Hélder Guimarães, campeão em Cartomagia, e David Sousa, vice-campeão em Manipulação, brilharam no Campeonato do Mundo de Magia

«Quero esses olhos bem abertos», dispara o repórter fotográfico. O olhar tímido, escondido por detrás dos óculos de massa vermelhos, denuncia o nervosismo de Hélder Rodrigues. Acabado de regressar de Estocolmo, onde se sagrou campeão mundial de Cartomagia, o jovem, de 23 anos, parece ainda surpreendido com a sua fama instantânea.

A cara revela uma espécie de espanto festivo que contrasta com a confiança inabalável de David Sousa, 24 anos, vice-campeão em Manipulação, a categoria por excelência da magia. O orgulho que se percebe em ambos é justificado. Em 23 edições do Campeonato do Mundo de Magia, que se realiza de três em três anos, nenhum outro ilusionista português havia conquistado qualquer distinção. Eles conseguiram-no entre 156 mágicos de 64 países.
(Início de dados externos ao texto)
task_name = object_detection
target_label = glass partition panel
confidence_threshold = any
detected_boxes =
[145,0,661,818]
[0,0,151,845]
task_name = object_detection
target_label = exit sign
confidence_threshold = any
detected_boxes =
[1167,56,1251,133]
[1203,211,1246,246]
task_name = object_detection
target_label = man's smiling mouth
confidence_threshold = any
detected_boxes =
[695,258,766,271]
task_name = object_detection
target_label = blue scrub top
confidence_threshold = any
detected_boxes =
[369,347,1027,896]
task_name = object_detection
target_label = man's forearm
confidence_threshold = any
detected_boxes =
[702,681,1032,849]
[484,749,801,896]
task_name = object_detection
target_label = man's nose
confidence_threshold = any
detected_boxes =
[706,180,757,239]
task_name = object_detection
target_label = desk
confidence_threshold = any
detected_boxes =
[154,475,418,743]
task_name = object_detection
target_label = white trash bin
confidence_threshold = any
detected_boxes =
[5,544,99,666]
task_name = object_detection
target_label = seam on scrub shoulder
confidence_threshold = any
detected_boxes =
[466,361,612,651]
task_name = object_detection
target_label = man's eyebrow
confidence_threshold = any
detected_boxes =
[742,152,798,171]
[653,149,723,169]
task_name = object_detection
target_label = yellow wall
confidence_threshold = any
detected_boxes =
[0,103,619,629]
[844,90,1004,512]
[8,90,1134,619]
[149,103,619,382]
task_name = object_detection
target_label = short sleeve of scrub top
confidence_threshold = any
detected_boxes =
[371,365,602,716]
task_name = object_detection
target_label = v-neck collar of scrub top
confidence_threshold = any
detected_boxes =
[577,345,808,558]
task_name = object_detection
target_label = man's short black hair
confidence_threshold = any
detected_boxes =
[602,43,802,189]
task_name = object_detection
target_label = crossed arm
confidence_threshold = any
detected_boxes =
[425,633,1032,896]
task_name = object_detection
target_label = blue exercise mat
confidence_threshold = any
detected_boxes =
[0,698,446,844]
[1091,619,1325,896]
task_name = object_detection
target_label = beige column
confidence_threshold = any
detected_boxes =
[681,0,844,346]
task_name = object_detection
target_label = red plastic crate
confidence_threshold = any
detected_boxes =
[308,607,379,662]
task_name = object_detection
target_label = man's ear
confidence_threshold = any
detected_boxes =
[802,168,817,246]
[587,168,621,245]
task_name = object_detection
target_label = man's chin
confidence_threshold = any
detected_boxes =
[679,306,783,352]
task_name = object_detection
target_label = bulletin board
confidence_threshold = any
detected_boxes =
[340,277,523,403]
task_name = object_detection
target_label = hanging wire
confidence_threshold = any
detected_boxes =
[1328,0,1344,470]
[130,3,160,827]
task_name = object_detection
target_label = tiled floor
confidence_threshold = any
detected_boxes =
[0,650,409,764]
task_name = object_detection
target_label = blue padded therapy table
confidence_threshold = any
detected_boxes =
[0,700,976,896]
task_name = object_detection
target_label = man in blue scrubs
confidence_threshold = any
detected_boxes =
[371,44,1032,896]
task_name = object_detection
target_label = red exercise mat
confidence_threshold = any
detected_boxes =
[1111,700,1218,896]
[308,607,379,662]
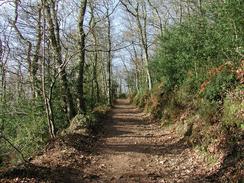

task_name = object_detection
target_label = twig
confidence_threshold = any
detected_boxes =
[0,133,29,163]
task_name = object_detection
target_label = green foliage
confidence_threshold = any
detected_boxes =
[0,99,49,163]
[203,69,236,101]
[223,86,244,128]
[150,1,244,92]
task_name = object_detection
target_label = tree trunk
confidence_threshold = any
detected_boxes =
[77,0,87,113]
[44,0,76,120]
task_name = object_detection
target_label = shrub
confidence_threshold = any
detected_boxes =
[203,68,236,102]
[223,86,244,128]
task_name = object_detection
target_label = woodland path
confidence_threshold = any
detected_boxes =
[0,100,214,183]
[81,100,211,183]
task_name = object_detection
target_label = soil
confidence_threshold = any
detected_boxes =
[0,100,242,183]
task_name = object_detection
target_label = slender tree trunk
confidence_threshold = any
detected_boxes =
[77,0,87,113]
[107,12,113,106]
[44,0,76,120]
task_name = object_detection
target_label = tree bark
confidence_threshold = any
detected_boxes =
[77,0,87,113]
[44,0,76,120]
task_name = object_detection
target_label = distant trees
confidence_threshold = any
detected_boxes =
[0,0,117,166]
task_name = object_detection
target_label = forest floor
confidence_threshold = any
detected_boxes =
[0,100,240,183]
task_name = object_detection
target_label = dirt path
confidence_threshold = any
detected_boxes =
[0,100,215,183]
[81,100,210,183]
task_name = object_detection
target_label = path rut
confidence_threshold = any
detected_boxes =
[84,100,211,183]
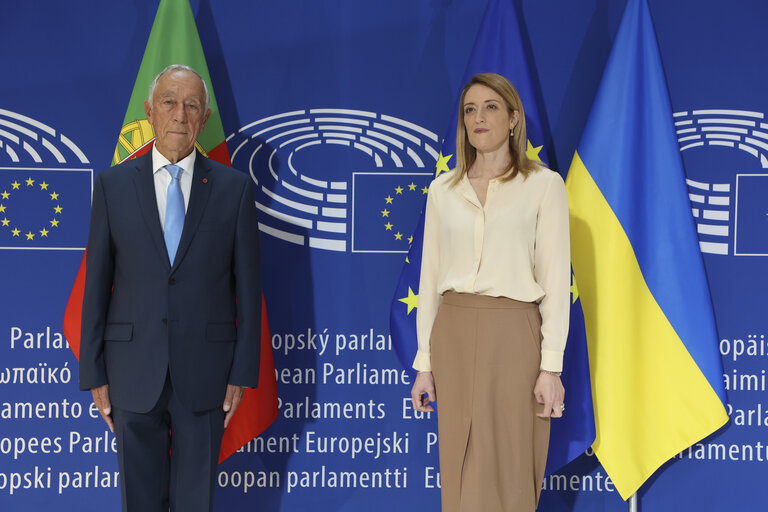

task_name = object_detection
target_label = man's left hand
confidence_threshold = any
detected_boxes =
[223,384,245,428]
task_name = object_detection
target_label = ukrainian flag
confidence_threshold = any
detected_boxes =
[566,0,728,499]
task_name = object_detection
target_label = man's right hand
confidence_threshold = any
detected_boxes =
[91,384,115,433]
[411,372,437,412]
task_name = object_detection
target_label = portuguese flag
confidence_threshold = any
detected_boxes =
[63,0,278,462]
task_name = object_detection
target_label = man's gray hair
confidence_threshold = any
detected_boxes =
[148,64,210,112]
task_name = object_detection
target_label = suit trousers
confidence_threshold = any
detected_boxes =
[430,292,549,512]
[112,375,224,512]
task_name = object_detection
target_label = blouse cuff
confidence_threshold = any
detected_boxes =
[413,350,432,372]
[540,349,563,372]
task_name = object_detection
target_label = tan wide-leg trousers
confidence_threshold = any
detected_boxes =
[430,292,549,512]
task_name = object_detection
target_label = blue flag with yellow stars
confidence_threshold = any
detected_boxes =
[0,166,91,250]
[390,0,595,474]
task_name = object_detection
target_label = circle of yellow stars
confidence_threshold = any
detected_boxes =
[380,182,429,245]
[0,177,64,241]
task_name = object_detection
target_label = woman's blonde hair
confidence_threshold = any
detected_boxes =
[451,73,538,185]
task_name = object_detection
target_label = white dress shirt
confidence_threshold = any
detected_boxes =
[413,168,571,372]
[152,146,197,233]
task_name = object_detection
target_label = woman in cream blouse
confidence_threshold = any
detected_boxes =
[411,73,570,512]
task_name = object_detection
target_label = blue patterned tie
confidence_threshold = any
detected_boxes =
[165,164,184,265]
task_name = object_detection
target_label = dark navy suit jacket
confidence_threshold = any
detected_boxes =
[80,152,268,413]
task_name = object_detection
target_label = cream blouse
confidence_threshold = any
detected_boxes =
[413,167,571,372]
Desde que chegaram a Portugal, no domingo passado, depois de uma semana na Suécia, os telemóveis não pararam de tocar. Multiplicam-se os convites para entrevistas, programas de televisão, novos trabalhos. Os jovens têm consciência que muita coisa vai mudar na sua vida. São ambos finalistas do curso de Teatro da Escola Superior de Música e Artes do Espectáculo, no Porto, mas é com um baralho de cartas na mão ou um qualquer objecto na manga que preferem comunicar. E agora, mais do que nunca, querem concretizar o sonho antigo do profissionalismo.
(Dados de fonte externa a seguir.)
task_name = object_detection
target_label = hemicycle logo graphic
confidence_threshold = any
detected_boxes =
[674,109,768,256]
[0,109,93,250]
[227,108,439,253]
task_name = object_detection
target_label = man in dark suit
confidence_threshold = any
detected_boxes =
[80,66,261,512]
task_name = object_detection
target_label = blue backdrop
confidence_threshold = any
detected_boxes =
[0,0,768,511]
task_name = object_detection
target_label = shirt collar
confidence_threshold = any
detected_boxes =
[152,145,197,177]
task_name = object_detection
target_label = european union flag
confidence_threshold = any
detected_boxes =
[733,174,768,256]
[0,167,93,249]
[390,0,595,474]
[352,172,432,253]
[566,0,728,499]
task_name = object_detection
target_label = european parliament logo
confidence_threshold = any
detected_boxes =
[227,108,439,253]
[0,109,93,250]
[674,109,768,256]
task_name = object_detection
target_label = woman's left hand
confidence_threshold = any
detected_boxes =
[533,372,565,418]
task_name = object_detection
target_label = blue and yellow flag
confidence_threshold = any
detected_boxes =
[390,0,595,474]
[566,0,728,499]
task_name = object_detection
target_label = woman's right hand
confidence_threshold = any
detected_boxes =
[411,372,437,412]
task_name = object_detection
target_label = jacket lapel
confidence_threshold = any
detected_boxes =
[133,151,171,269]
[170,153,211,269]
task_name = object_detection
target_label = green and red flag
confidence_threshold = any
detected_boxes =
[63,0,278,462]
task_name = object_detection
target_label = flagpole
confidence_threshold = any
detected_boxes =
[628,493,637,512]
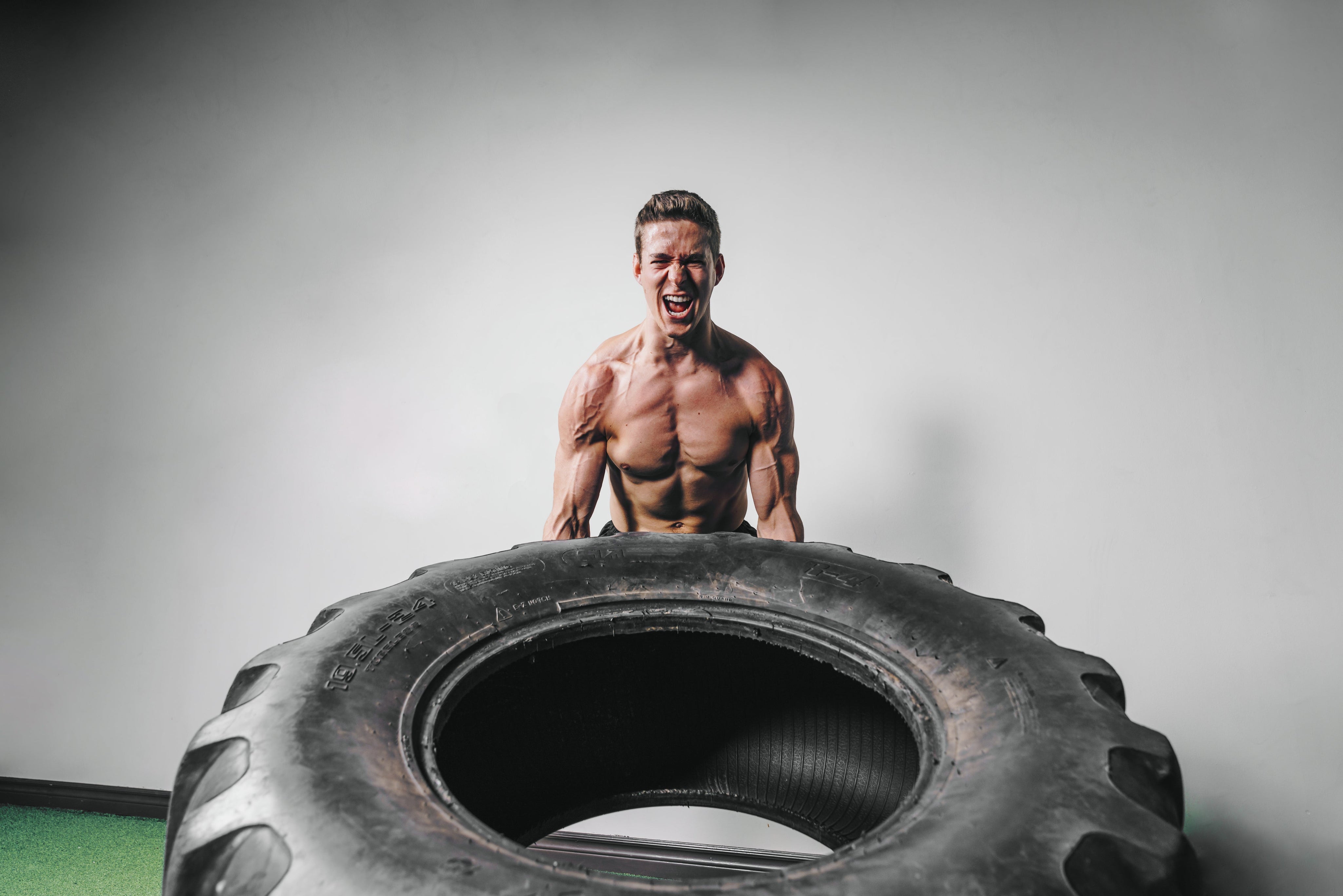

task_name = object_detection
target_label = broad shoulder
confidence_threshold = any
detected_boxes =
[717,328,788,399]
[569,326,639,400]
Mas será possível viver da magia em Portugal? A resposta sai pronta da boca de David. «Só temos que agarrar a oportunidade. Um premiado da FISM [Federação Internacional das Sociedades Mágicas] costuma ter mercado». Hélder concorda. «Abrem-se muitas portas, sobretudo do mercado internacional». Do concurso regressaram com convites para actuar pela Europa, Estados Unidos, Brasil, Venezuela, Japão e até Coreia do Sul. Outros deverão seguir-se em breve.
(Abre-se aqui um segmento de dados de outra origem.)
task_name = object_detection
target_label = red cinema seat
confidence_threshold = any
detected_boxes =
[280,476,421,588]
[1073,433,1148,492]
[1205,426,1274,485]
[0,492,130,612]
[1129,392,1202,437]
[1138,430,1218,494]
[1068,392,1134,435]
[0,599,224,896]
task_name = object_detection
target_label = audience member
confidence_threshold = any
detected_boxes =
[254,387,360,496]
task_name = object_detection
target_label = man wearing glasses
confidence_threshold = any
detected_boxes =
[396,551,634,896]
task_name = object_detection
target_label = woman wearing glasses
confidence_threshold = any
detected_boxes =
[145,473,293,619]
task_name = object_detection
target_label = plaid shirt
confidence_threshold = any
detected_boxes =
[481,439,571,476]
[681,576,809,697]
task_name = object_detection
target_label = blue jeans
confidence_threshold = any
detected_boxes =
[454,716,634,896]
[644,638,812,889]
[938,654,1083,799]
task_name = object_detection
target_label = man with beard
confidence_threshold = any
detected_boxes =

A história de David começa «numa caixa de magia do rato Mickey» oferecida pelo pai. Tinha seis anos e não podia então imaginar que, 18 mais tarde, seria o segundo melhor do Mundo na sua especialidade, já depois de, em Fevereiro, ter vencido a Varinha Mágica de Prata no Congresso Latino-Americano de Magia. A influência paterna foi ainda mais precoce em Hélder. Filho de um mágico amador, deixou-se encantar quando tinha quatro anos e, aos 11, já entrava em concursos com uma rotina própria. Também para ele o reconhecimento internacional não é novidade. Em 2004, com apenas 21 anos, recebeu o Prémio Ascanio da Sociedade Espanhola de Ilusionismo, na modalidade de «close up» (magia de proximidade). Foi a primeira vez que o galardão foi entregue a um ilusionista a residir fora de Espanha.

Sentado numa esplanada, Hélder surpreende o repórter com um dos truques que criou. O nervosismo inicial desapareceu. Com o baralho na mão, é ele que dita as regras.